Activation of the AMP-activated Protein Kinase by the Anti-diabetic Drug Metformin in Vivo

ROLE OF MITOCHONDRIAL REACTIVE NITROGEN SPECIES*

  1. Ming-Hui Zou§,
  2. Stacy S. Kirkpatrick,
  3. Bradley J. Davis,
  4. John S. Nelson,
  5. Walter G. Wiles IV,
  6. Uwe Schlattner,
  7. Dietbert Neumann,
  8. Michael Brownlee,
  9. Michael B. Freeman** and
  10. Mitch H. Goldman**
  1. Vascular Research Laboratory, **Department of Surgery, Graduate School of Medicine, University of Tennessee, Knoxville, Tennessee 37920, the Institute of Cell Biology, Eidgenössische Technische Hochschule, CH-8093 Zurich, Switzerland, and the Diabetes Research Center, Department of Medicine, Albert Einstein College of Medicine, New York 10461-1602
  1. § To whom correspondence should be addressed: Vascular Research Laboratory, Graduate School of Medicine, University of Tennessee, 1924 Alcoa Hwy., Knoxville, TN 37920. Tel.: 865-544-6127; Fax: 865-544-8433; E-mail: mzou{at}mc.utmck.edu.

Abstract

Metformin, one of the most commonly used drugs for the treatment of type II diabetes, was recently found to exert its therapeutic effects, at least in part, by activating the AMP-activated protein kinase (AMPK). However, the site of its action, as well as the mechanism to activate AMPK, remains elusive. Here we report how metformin activates AMPK. In cultured bovine aortic endothelial cells, metformin dose-dependently activated AMPK in parallel with increased detection of reactive nitrogen species (RNS). Further, either depletion of mitochondria or adenoviral overexpression of superoxide dismutases, as well as inhibition of nitric-oxide synthase, abolished the metformin-enhanced phosphorylations and activities of AMPK, implicating that activation of AMPK by metformin might be mediated by the mitochondria-derived RNS. Furthermore, administration of metformin, which increased 3-nitrotyrosine staining in hearts of C57BL6, resulted in parallel activation of AMPK in the aorta and hearts of C57BL6 mice but not in those of endothelial nitric-oxide synthase (eNOS) knockout mice in which metformin had no effect on 3-nitrotyrosine staining. Because the eNOS knockout mice expressed normal levels of AMPK-α that was activated by 5-aminoimidazole-4-carboxamide riboside, an AMPK agonist, these data indicate that RNS generated by metformin is required for AMPK activation in vivo.
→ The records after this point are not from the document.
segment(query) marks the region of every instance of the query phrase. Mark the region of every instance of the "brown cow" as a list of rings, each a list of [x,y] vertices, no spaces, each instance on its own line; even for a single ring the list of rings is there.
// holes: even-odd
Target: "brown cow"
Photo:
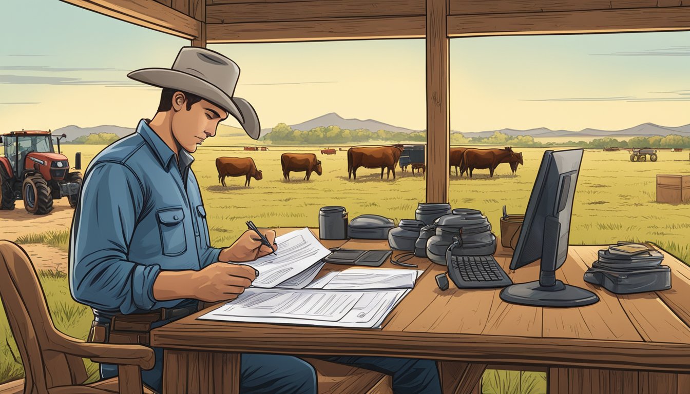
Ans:
[[[322,173],[321,160],[313,153],[283,153],[280,156],[280,165],[283,168],[283,178],[290,180],[290,172],[306,171],[304,179],[308,181],[312,171],[320,176]]]
[[[413,163],[412,164],[412,176],[415,176],[415,170],[417,170],[417,173],[420,173],[420,170],[422,170],[422,173],[426,173],[426,166],[424,163]]]
[[[218,181],[224,186],[226,177],[241,177],[244,175],[244,186],[248,186],[252,177],[257,181],[264,178],[261,170],[257,170],[256,164],[251,157],[218,157],[216,159],[216,168],[218,170]]]
[[[472,171],[475,168],[489,168],[491,177],[493,177],[493,171],[499,164],[510,163],[511,161],[522,164],[522,155],[515,153],[510,147],[506,147],[504,149],[467,149],[462,155],[460,175],[462,175],[467,171],[471,178]],[[516,170],[517,168],[517,165],[515,165]]]
[[[466,148],[451,148],[451,155],[448,158],[450,167],[455,168],[455,176],[457,176],[457,168],[462,166],[462,154],[466,150]]]
[[[386,146],[355,146],[347,151],[348,178],[351,176],[357,179],[357,169],[381,168],[381,179],[384,179],[384,168],[388,168],[386,178],[395,179],[395,166],[402,155],[402,145],[388,145]]]

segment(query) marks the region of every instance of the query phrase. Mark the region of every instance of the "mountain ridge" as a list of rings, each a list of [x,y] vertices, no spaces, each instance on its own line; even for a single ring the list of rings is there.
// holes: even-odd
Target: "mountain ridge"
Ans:
[[[320,117],[309,119],[308,121],[289,125],[293,130],[310,130],[316,127],[328,127],[329,126],[338,126],[341,128],[356,130],[366,128],[370,131],[375,132],[379,130],[386,130],[391,132],[400,132],[405,133],[412,132],[426,132],[426,130],[414,130],[411,128],[397,126],[384,123],[375,119],[359,119],[356,118],[344,118],[336,112],[328,112]],[[270,128],[262,129],[262,135],[265,135],[270,132]],[[527,130],[518,130],[514,128],[502,128],[500,130],[493,130],[480,132],[463,132],[467,138],[487,137],[491,137],[495,132],[502,132],[511,137],[520,135],[529,135],[535,138],[553,137],[652,137],[659,135],[666,137],[670,134],[676,134],[684,137],[690,137],[690,124],[680,126],[664,126],[652,122],[646,122],[642,124],[624,128],[621,130],[600,130],[586,128],[580,131],[572,131],[567,130],[551,130],[545,127],[538,127]],[[74,139],[82,135],[88,135],[97,132],[112,132],[122,137],[135,132],[132,128],[126,128],[113,125],[103,125],[95,127],[81,128],[76,125],[69,125],[53,131],[54,134],[60,135],[64,132],[67,135],[66,140],[72,141]],[[451,130],[451,132],[460,132],[457,130]],[[244,131],[238,128],[219,125],[218,130],[219,136],[229,135],[244,135]],[[576,141],[576,139],[575,139]]]

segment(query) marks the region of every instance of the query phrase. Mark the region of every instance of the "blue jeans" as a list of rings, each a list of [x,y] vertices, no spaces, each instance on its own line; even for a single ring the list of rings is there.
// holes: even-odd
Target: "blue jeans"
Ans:
[[[141,380],[157,393],[163,389],[163,349],[153,348],[155,366],[141,371]],[[436,364],[433,361],[382,357],[321,357],[322,359],[393,377],[395,394],[440,394]],[[101,364],[103,379],[117,375],[117,366]],[[317,394],[316,372],[296,357],[243,354],[240,359],[239,392],[241,394]]]

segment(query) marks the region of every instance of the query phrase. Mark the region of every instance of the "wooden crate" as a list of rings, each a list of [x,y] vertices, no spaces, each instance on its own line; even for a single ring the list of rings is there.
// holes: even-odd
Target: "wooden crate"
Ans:
[[[656,201],[671,204],[690,201],[690,175],[657,175]]]

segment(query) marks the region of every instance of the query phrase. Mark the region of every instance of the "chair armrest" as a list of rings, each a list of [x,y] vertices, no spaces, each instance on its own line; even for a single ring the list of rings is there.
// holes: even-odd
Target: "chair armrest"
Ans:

In addition, metformin significantly increased the co-immunoprecipitation of AMPK and its upstream kinase, LKB1, in C57BL6 mice administered to metformin in vivo. Using pharmacological and genetic inhibitors, we found that inhibition of either c-Src or PI3K abolished AMPK that was enhanced by metformin. We conclude that activation of AMPK by metformin might be mediated by mitochondria-derived RNS, and activation of the c-Src/PI3K pathway might generate a metabolite or other molecule inside the cell to promote AMPK activation by the LKB1 complex.

Footnotes

  • 1 The abbreviations used are: AMPK, AMP-activated protein kinase; AMPK-CA, constitutively active AMPK kinase; ACC, acetyl-CoA carboxylase; AICAR, 5-aminoimidizole-4-carboxamide riboside; c-Src-DN, dominant-negative c-Src mutants; eNOS, endothelial nitric-oxide synthase; GFP, green fluorescent protein; l-NAME, l-nitroaginine methyl ester; 3-NT, 3-nitrotyrosine; Formula, superoxide anion; ONOO-, peroxynitrite; PDK1, phosphoinositide-dependent kinase 1; PDK-1-KD, PDK-1 kinase-dead mutant; PI3K, phosphoinositide 3-kinase; ROS, reactive oxygen species; SOD, superoxide dismutase; UCP, uncoupling protein; BAECs, bovine aortic endothelial cells; RNS, reactive nitrogen species; DCF, 2′,7′-dichlorofluorescein; DCFH-DA, 2′,7′-dichlorofluorescein diacetate; PBS, phosphate-buffered saline; BSA, bovine serum albumin; PGIS, prostacyclin synthase.

  • 2 M.-H. Zou, B. J. Davis, S. S. Kirkpatrick, and J. S. Nelson, unpublished data.

  • * This work was supported by grants from the American Heart Association, the Juvenile Diabetes Research Foundation, the National Institutes of Health, and the Graduate School of Medicine, the University of Tennessee. The costs of publication of this article were defrayed in part by the payment of page charges. This article must therefore be hereby marked “advertisement” in accordance with 18 U.S.C. Section 1734 solely to indicate this fact.

    • Received April 21, 2004.
    • Revision received June 16, 2004.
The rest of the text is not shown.